A new study by Alberto Ortega, an assistant professor at the Paul H. O’Neill School of Public and Environmental Affairs, shows that increasing community access to behavioral healthcare significantly improves safety for law enforcement officers. The research, “Treatment for mental health and substance abuse: Spillovers to Police Safety,” was published in the latest issue of The Journal of Human Resources.
As police officers increasingly serve as first responders to individuals experiencing mental health and substance use crises, they often find themselves in situations that require clinical expertise they typically don't have. The study, conducted with colleagues from Syracuse University, George Mason University, and the Research Triangle Institute, demonstrates that when communities invest in treatment infrastructure, the frequency of these dangerous encounters drops.
“When people can't access behavioral health treatment, crises escalate — and police, without specialized clinical training, are often the ones called in. Expanding access interrupts that chain before it starts,” Ortega said. “Our findings suggest that expanding access can reduce the number of dangerous encounters officers may face.”

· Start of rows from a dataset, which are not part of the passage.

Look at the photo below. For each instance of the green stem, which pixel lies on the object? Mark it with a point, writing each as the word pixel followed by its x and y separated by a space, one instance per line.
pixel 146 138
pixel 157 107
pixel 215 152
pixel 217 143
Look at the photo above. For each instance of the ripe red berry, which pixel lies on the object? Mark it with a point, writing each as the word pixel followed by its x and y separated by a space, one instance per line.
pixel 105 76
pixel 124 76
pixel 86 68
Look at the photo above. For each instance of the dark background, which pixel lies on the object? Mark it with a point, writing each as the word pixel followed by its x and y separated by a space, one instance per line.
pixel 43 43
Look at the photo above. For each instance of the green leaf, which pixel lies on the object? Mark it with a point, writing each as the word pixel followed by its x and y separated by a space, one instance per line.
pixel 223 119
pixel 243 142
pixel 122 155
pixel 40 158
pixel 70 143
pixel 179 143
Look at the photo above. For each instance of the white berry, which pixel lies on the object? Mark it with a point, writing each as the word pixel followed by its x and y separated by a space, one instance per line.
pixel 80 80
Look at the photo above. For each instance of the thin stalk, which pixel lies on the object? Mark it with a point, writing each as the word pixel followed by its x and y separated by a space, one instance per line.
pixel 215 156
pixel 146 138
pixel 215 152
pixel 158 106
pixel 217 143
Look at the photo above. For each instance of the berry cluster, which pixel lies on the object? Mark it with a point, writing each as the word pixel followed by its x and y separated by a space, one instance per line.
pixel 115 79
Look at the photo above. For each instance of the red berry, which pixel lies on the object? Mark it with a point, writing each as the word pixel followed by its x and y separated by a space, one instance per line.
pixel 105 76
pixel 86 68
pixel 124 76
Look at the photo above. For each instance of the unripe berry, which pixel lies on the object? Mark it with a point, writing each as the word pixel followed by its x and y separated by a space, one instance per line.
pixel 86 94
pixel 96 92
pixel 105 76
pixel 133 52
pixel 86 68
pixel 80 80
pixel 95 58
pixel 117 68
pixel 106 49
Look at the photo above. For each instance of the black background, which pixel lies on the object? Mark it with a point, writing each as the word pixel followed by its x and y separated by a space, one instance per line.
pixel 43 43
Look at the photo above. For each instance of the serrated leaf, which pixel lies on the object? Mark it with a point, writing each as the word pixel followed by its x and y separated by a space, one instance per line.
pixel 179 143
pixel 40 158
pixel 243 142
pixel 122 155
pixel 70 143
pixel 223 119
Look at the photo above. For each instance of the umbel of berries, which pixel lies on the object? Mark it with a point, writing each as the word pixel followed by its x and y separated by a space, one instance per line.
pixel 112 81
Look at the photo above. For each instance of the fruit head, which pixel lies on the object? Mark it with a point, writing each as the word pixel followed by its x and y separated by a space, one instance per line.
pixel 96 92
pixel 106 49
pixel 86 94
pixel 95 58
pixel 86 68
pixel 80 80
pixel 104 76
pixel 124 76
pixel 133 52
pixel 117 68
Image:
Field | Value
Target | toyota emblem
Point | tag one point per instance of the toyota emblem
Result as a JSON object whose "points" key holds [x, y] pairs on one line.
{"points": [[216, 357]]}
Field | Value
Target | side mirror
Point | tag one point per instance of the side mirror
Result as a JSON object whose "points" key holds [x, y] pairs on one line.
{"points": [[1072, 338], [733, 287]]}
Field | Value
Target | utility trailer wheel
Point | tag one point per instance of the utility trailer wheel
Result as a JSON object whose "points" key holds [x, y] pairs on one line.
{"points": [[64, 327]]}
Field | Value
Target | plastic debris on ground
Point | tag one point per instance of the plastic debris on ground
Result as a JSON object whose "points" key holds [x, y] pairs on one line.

The researchers analyzed agency-level data on on-duty assaults alongside county-level data on treatment center availability. Ortega and his coauthors used a fixed-effects panel regression to estimate how the number of treatment centers in a county affects public safety outcomes. The findings were clear: An increase of four treatment centers per county leads to a 1.3% reduction in on-duty assaults per police agency.
“Much of my research examines access to behavioral healthcare and the consequences of unmet need,” Ortega said. “Police officers increasingly respond to crises that require specialized training most have not received. We wanted to understand whether expanding access to treatment could reduce the risk of violence by connecting people to care before a police encounter becomes necessary.”
The study emphasizes that behavioral health is not a siloed medical issue but a pillar of broader public safety.
Ortega plans to expand this research to examine how healthcare policies ripple through other areas of the justice system. Future studies will explore how improved access to care affects police use of force, overall crime rates, and the long-term health of community-police relations.